Polres Metro Jakarta Pusat memburu RK yang diduga terlibat
dalam penjambretan terhadap warga negara asing (WNA) asal India di Jalan
Gondangdia, Menteng, Jakarta Pusat, bersama NJ yang telah ditangkap, pada
Minggu (6/9).
Kasat Reskrim Polres Metro Jakarta Pusat, AKBP Sang Ngurah
Wiratama mengatakan RK diduga berperan sebagai orang yang merampas telepon
seluler korban, sedangkan NJ mengendarai sepeda motor saat keduanya beraksi.
“Yang merampas dari tangan korban yaitu inisial RK dan NJ
ini yang menggunakan (mengendarai) sepeda motor. Mereka berdua memang sudah
beroperasi berulang kali,” kata Wiratama di Jakarta, Senin.
Penyidik telah mengidentifikasi keberadaan RK dan masih
melakukan pengejaran terhadap yang bersangkutan. “Kalau RK ini sudah kita
identifikasi. Mudah-mudahan dalam waktu dekat bisa tertangkap,” ujarnya.
Menurut Wiratama, berdasarkan hasil pemeriksaan sementara
terhadap NJ, keduanya selama ini menjalankan aksi secara bersama.
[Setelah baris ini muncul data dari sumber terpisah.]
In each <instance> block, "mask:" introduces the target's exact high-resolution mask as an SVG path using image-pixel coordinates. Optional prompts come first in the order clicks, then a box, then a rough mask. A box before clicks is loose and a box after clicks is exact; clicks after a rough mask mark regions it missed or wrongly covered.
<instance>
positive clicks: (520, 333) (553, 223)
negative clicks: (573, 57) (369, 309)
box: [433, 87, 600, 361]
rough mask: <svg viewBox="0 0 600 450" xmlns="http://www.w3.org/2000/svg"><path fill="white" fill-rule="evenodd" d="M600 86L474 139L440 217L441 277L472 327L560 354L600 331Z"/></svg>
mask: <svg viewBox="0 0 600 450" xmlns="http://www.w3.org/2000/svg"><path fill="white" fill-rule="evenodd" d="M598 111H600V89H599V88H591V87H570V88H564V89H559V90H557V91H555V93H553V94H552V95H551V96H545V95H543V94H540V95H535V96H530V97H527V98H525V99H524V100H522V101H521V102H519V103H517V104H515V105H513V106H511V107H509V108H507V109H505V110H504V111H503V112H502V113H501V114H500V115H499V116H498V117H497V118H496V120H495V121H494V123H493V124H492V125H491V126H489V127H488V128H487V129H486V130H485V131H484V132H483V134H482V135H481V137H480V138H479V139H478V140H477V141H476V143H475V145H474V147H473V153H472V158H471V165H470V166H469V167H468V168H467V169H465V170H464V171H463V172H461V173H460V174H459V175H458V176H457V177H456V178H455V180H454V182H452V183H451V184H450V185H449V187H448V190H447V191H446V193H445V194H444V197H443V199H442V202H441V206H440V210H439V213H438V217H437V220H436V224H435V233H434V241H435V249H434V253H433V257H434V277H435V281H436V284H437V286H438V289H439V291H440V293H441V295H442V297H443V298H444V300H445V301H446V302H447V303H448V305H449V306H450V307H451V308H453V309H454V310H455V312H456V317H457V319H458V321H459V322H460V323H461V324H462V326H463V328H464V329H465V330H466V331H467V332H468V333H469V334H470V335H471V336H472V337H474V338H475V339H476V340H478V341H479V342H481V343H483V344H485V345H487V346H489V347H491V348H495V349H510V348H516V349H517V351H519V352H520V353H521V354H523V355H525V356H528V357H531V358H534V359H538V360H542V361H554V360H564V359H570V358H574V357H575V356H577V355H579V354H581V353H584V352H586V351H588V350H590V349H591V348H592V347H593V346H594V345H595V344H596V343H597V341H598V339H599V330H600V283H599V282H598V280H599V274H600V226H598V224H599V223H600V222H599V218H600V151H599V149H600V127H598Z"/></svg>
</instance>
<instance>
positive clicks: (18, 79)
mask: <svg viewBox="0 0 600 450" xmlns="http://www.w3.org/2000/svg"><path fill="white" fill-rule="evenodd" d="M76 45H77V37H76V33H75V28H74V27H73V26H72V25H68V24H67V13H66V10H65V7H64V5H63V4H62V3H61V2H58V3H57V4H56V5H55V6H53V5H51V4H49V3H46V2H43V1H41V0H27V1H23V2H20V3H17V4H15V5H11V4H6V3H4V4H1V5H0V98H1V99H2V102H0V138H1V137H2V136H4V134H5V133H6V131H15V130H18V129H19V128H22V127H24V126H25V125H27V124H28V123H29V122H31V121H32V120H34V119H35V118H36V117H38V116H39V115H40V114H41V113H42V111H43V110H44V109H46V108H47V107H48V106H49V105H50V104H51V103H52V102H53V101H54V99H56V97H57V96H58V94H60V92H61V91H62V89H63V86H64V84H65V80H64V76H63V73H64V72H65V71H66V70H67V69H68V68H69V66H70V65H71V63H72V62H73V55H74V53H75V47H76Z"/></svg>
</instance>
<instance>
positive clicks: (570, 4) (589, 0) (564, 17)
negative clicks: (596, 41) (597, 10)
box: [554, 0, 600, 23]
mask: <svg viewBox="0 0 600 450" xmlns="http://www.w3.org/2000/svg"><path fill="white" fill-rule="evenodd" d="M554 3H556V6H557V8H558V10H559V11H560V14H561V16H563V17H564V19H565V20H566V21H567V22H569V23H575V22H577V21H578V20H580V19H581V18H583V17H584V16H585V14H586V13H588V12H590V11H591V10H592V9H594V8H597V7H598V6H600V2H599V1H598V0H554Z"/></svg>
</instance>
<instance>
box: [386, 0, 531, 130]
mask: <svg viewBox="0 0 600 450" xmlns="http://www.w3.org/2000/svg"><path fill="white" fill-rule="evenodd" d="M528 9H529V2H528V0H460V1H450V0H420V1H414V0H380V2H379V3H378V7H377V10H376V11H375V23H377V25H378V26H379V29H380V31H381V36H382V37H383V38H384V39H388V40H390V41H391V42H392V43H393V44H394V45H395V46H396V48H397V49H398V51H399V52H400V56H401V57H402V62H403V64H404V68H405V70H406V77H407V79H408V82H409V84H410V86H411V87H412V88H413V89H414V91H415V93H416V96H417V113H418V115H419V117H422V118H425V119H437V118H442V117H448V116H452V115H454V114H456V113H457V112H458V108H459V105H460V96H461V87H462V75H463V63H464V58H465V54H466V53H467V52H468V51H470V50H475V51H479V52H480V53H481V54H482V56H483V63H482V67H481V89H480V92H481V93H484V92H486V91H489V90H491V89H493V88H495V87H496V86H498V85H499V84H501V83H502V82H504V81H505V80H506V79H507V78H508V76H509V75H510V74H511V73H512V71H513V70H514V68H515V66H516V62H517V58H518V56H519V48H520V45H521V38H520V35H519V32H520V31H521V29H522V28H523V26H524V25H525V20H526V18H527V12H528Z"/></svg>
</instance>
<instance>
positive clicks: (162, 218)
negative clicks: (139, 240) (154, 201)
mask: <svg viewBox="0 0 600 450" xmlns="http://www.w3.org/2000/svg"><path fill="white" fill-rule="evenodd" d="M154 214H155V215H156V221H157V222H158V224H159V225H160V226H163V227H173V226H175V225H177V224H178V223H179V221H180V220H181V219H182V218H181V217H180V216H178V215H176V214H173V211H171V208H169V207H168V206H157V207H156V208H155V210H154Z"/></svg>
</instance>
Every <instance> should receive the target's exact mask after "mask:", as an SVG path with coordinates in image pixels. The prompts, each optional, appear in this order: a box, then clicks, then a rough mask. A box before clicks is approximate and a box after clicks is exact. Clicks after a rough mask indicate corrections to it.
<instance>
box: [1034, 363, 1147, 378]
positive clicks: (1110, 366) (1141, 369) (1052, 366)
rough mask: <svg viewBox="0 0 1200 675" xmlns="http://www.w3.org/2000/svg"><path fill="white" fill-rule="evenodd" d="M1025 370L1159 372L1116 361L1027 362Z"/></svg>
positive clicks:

Namun
demikian, polisi masih mendalami kemungkinan adanya keterlibatan pihak lain
serta mencari kemungkinan korban lain yang pernah menjadi sasaran.
“Kami juga masih mendalami, mudah-mudahan tidak ada
korban-korban berikutnya sebelumnya,” katanya.
Sementara itu, NJ diketahui merupakan residivis dalam
perkara serupa.
Wiratama mengatakan NJ pernah terlibat kasus penjambretan
terhadap anggota TNI di kawasan Monas dan Jalan Sudirman beberapa tahun lalu.
Setelah menjalani hukuman dan kembali bebas, NJ kembali
melakukan tindak pidana serupa hingga akhirnya ditangkap dalam kasus
penjambretan terhadap warga negara India di Gondangdia pada Jumat (4/9) lalu.
Dalam kasus tersebut, penyidik menerapkan Pasal 477
Undang-Undang Nomor 1 Tahun 2023 tentang KUHP mengenai pencurian dengan
pemberatan dengan ancaman pidana paling lama tujuh tahun.